Mbarara. The Uganda National Meteorological Authority (UNMA), has condemned the theft and dismantling of its weather equipment across the country by people who think the gadgets contain mercury underneath.
Mr Godfrey Mujuni, a data manager at UNMA, on Tuesday said there are some unpatriotic members of the public who are making their weather forecasting hard, despite the Authority making strides in improving the quality of weather data.
“Even the stations we put up there [across the country], people think there is a lot of mercury and they end up stealing them,” Mr Mujuni said at the meeting organised by African Centre for Trade and Development (ACTADE) and Konrad-Adenauer-Stiftung.

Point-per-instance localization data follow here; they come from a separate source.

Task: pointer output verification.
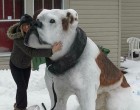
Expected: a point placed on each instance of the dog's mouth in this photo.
(32, 38)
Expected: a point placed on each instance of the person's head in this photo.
(25, 22)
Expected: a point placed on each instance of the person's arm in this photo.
(31, 51)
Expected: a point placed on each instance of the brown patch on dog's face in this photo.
(65, 24)
(70, 17)
(36, 14)
(110, 74)
(124, 83)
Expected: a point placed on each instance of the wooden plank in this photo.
(98, 12)
(91, 7)
(103, 25)
(97, 21)
(94, 3)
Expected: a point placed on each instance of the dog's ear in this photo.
(36, 14)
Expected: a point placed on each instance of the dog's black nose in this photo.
(37, 23)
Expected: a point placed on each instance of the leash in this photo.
(55, 96)
(43, 105)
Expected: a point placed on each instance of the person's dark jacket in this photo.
(21, 55)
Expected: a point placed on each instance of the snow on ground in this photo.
(38, 93)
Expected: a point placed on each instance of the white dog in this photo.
(91, 76)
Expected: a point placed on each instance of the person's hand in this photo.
(57, 47)
(25, 27)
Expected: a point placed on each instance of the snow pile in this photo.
(38, 93)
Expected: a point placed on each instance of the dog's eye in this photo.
(52, 21)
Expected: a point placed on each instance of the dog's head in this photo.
(51, 26)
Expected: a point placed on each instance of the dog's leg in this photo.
(61, 101)
(87, 98)
(119, 99)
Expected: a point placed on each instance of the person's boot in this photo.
(15, 107)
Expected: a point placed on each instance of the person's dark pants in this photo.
(21, 78)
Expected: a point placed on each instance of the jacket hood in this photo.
(13, 32)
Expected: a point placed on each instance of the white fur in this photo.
(83, 80)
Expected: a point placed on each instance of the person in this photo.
(21, 56)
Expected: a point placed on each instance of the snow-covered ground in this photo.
(38, 93)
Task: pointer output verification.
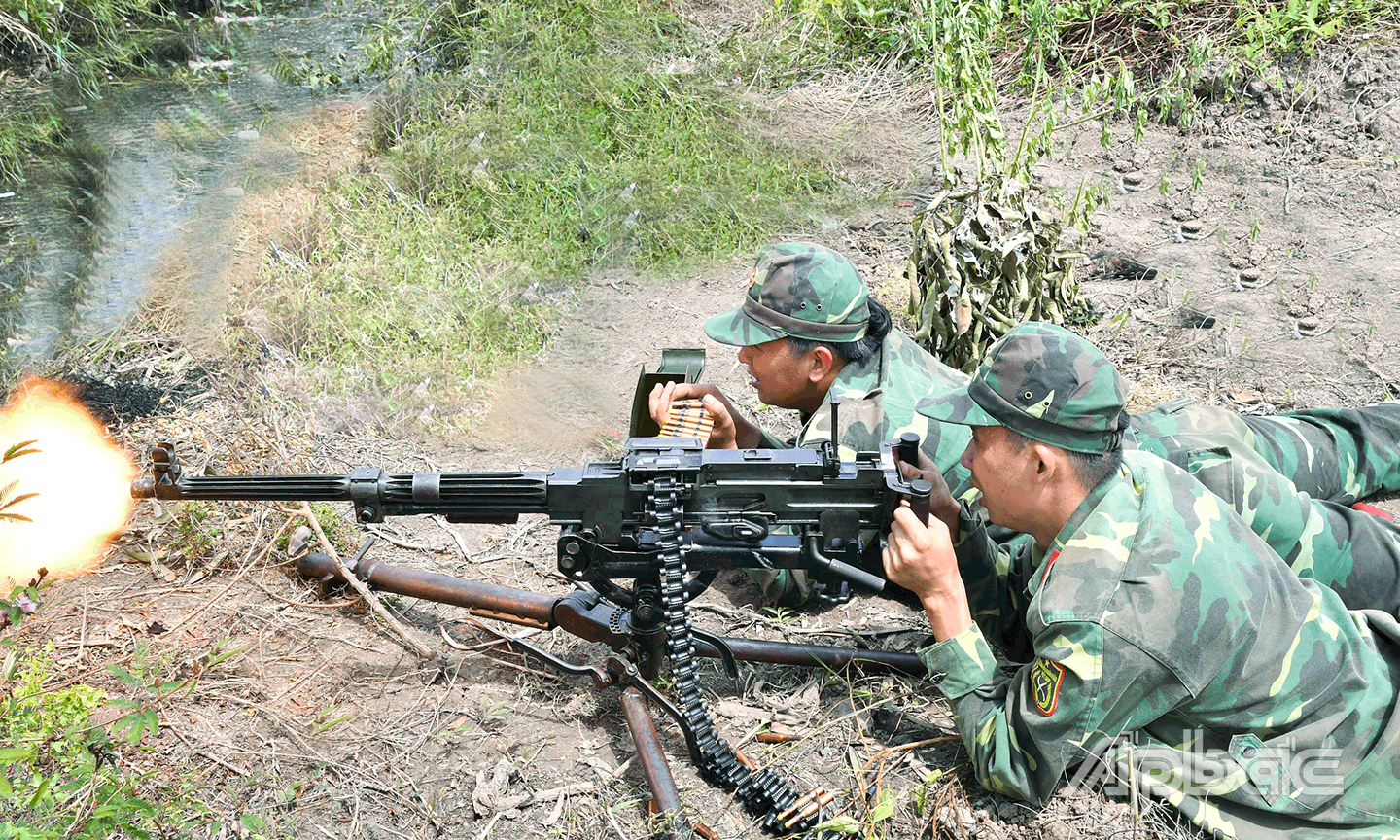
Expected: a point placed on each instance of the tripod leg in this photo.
(654, 766)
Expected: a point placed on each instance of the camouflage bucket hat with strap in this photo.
(798, 290)
(1044, 382)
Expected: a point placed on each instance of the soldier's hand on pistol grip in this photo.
(920, 557)
(941, 502)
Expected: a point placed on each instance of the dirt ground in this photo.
(1278, 285)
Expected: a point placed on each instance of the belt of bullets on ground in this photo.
(764, 794)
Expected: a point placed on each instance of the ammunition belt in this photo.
(763, 792)
(687, 417)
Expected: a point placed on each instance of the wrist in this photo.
(948, 613)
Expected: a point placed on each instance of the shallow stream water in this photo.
(152, 171)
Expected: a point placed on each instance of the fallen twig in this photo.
(365, 591)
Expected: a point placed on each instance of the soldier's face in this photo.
(998, 465)
(782, 377)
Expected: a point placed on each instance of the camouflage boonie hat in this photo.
(798, 290)
(1044, 382)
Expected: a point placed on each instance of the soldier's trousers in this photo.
(1292, 477)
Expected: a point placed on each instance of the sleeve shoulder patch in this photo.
(1046, 678)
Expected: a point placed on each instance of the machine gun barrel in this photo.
(461, 497)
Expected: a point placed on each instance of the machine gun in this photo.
(642, 537)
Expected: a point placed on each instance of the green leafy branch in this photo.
(7, 497)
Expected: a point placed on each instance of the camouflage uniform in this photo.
(1168, 639)
(1292, 477)
(808, 292)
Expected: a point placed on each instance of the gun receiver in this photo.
(667, 515)
(740, 508)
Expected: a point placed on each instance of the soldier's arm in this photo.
(1025, 731)
(996, 565)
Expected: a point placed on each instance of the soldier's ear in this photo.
(1049, 461)
(822, 363)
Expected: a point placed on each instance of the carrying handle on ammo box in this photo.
(678, 365)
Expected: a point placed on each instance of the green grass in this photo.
(538, 142)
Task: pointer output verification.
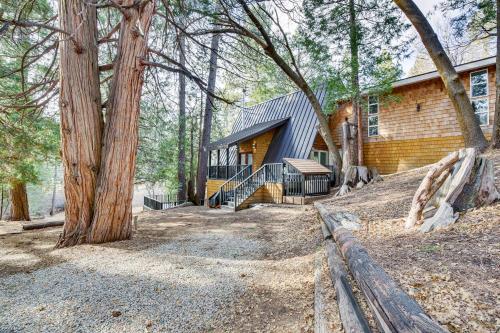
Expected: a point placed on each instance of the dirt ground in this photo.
(266, 254)
(453, 273)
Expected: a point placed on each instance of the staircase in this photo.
(268, 173)
(226, 191)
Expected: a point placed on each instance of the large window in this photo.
(479, 95)
(320, 156)
(373, 115)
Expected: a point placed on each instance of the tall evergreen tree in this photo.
(469, 125)
(376, 34)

“Now automatic weather stations are powered by solar but sometimes we realise we don’t get data and we find that the solar panels have been taken,” he added.
The meeting that brought together government officials, private sector, academia, media and relevant civil society organisations, was aimed at raising awareness about climate change, how Uganda is addressing it or helping communities cope with the monster.

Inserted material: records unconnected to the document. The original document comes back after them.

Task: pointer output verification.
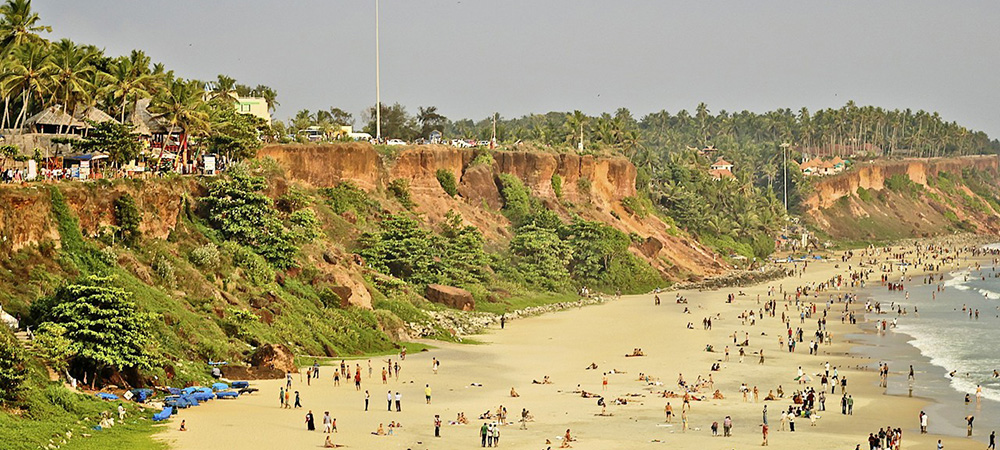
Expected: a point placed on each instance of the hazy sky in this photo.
(473, 57)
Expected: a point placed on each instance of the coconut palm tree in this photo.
(31, 73)
(183, 106)
(72, 67)
(127, 82)
(19, 25)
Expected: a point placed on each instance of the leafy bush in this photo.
(242, 214)
(637, 206)
(347, 196)
(164, 269)
(400, 188)
(447, 181)
(206, 256)
(128, 218)
(52, 345)
(903, 184)
(238, 321)
(304, 226)
(483, 158)
(864, 195)
(11, 367)
(108, 256)
(255, 267)
(103, 322)
(518, 204)
(293, 200)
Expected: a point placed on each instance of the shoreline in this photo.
(561, 344)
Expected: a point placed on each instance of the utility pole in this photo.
(493, 140)
(784, 179)
(378, 93)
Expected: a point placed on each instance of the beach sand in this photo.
(561, 345)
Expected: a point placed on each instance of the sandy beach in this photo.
(476, 378)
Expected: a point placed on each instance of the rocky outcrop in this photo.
(592, 188)
(872, 176)
(275, 357)
(451, 297)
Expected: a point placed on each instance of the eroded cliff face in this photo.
(26, 217)
(608, 181)
(836, 207)
(828, 190)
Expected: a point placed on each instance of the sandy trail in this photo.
(561, 345)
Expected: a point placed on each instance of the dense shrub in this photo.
(11, 367)
(128, 218)
(347, 196)
(447, 181)
(400, 188)
(557, 185)
(206, 256)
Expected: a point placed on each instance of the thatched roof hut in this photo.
(52, 120)
(92, 114)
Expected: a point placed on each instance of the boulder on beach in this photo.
(451, 297)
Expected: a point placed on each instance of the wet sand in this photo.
(561, 345)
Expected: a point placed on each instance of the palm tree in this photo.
(19, 25)
(575, 124)
(32, 73)
(270, 96)
(182, 106)
(72, 68)
(127, 82)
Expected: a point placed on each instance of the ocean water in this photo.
(940, 339)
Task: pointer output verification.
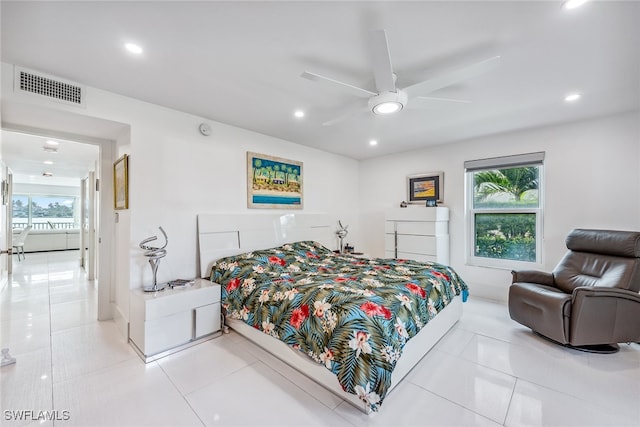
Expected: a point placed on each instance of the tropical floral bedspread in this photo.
(352, 315)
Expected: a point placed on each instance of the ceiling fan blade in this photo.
(354, 90)
(452, 77)
(382, 70)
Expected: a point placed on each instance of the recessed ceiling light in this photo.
(573, 4)
(133, 48)
(572, 97)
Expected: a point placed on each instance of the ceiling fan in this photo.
(388, 98)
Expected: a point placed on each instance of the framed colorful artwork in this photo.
(425, 187)
(273, 182)
(121, 183)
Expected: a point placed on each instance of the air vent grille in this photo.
(50, 87)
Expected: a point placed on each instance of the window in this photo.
(44, 212)
(504, 211)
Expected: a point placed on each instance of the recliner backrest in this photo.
(600, 258)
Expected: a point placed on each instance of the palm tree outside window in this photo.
(504, 210)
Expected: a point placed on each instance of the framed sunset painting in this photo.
(425, 187)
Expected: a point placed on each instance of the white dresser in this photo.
(161, 323)
(417, 233)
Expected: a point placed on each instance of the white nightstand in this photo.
(161, 323)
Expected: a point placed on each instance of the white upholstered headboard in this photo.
(226, 234)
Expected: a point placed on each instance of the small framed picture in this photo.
(121, 183)
(424, 187)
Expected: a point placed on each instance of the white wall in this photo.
(176, 173)
(591, 174)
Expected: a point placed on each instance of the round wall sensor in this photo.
(205, 129)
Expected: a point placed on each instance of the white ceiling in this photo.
(240, 62)
(25, 155)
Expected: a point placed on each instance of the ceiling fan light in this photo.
(388, 102)
(388, 107)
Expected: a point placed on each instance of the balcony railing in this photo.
(50, 225)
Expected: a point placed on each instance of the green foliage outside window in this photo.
(500, 234)
(506, 236)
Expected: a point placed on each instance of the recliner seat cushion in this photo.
(577, 269)
(544, 309)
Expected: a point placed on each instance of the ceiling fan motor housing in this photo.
(388, 102)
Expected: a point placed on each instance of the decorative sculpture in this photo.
(342, 233)
(155, 254)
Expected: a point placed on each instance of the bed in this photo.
(356, 326)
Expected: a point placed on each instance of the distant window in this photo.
(504, 210)
(44, 212)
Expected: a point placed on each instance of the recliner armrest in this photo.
(602, 291)
(532, 276)
(602, 315)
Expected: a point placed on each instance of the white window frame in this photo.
(524, 160)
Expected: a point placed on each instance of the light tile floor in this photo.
(487, 371)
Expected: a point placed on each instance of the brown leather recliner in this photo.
(591, 300)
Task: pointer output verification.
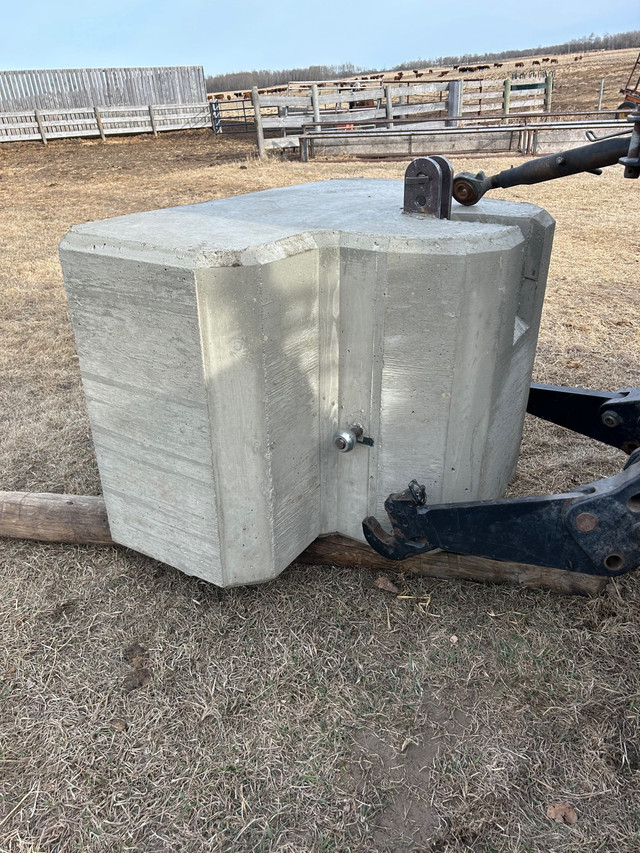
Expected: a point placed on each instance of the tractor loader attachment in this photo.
(593, 529)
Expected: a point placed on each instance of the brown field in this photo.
(146, 711)
(576, 83)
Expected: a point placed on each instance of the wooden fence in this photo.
(329, 107)
(44, 125)
(84, 87)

The quality of raw data from the countryside, determines the final weather advisories that UNMA gives to the public who use it for aviation industry, farming among others uses.
Mr Bob Natifu, the assistant commissioner in-charge of Climate Change Directorate in the Ministry of Water and Environment, said forestry, protecting wetlands, investing in modern transport systems that does not emit a lot of emissions among others as priority areas to tame global emission contributions.
Mr Donnas Ojok, an officer at The Konrad-Adenauer-Stiftung, appealed to participants at the meeting to do something about climate change and not to lament.
“The era of climate change is now. We do not need to complain or blame people. We have money, technologies to do something,” he said.
Although Uganda’s contribution to the warming of the earth due to her limited industries, the country is among the most vulnerable to impacts of climate change such as drought, high temperatures and floods due to the agrarian nature of the economy.